The Federal Inland Revenue Service (FIRS) has disclosed that Nigeria now has 41 million taxpayers.
This was disclosed on Friday by FIRS chairman, Muhammad Nami at the public presentation and breakdown of the 2022 appropriation bill.
As of the second quarter of 2019, the FIRS had said Nigeria had only 20 million taxpayers, leaving at least 49 million people said to be evading paying tax.
Speaking at the event which held in Abuja, Nami said that despite the 41 million tax payers, Nigeria still earned lower than what countries with similar indices across Africa, generate from personal income taxes (PIT).
“If you also compare that with South Africa where they have a total population of about 60 million people, with just four million taxpayers, the total personal income tax paid in South Africa last year was about N13 trillion. You can now see that these things are not adding up,” NAN quoted him as saying.
“The number of billionaires in Lagos alone are more than the number of billionaires in the whole of South Africa, but what we generated as PIT by Lagos state was low.
“So, if we don’t pay these taxes, there is no way the government will be able to provide the social amenities required, the critical infrastructure required, for the wellbeing of the country.

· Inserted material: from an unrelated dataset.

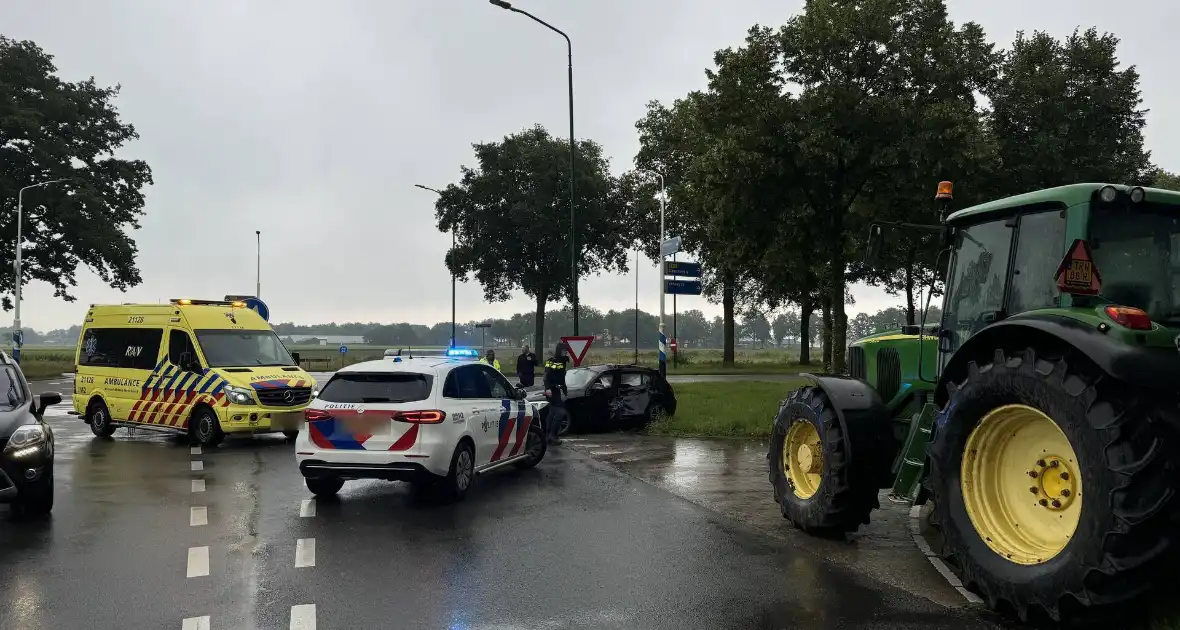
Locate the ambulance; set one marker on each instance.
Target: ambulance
(198, 367)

“People are not willing to pay even when they are appointed as agents of collection; whatever they have collected, they find it difficult to remit.
“We assume that we are a rich country. I don’t think that is correct. We only have the potential to be rich, because we have a very huge population of about 200 million.

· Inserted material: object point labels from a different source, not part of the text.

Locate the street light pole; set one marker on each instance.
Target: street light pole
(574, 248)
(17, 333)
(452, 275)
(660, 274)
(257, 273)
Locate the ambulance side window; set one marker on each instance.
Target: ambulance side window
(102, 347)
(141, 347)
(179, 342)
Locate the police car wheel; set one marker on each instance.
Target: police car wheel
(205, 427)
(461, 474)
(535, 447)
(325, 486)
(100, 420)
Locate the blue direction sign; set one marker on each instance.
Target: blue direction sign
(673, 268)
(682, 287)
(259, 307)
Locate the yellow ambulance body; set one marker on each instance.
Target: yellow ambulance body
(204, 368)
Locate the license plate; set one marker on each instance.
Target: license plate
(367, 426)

“If you look at it from the rate of taxes paid in Saudi Arabia with a population of 10 million people, the VAT rate is as high as 15 percent and what we have in Nigeria is just 7.5 percent.”
The FIRS chairman also said N4.2 trillion was the total tax collection “up till September 2021”, adding that oil-related taxes accounted for 22 percent which is N950 billion, while non-oil taxes generated within that period was N3.3 trillion.
He, however, said the collected amount has not been completely reconciled with the Central Bank of Nigeria (CBN) and the Nigeria Customs Service (NCS).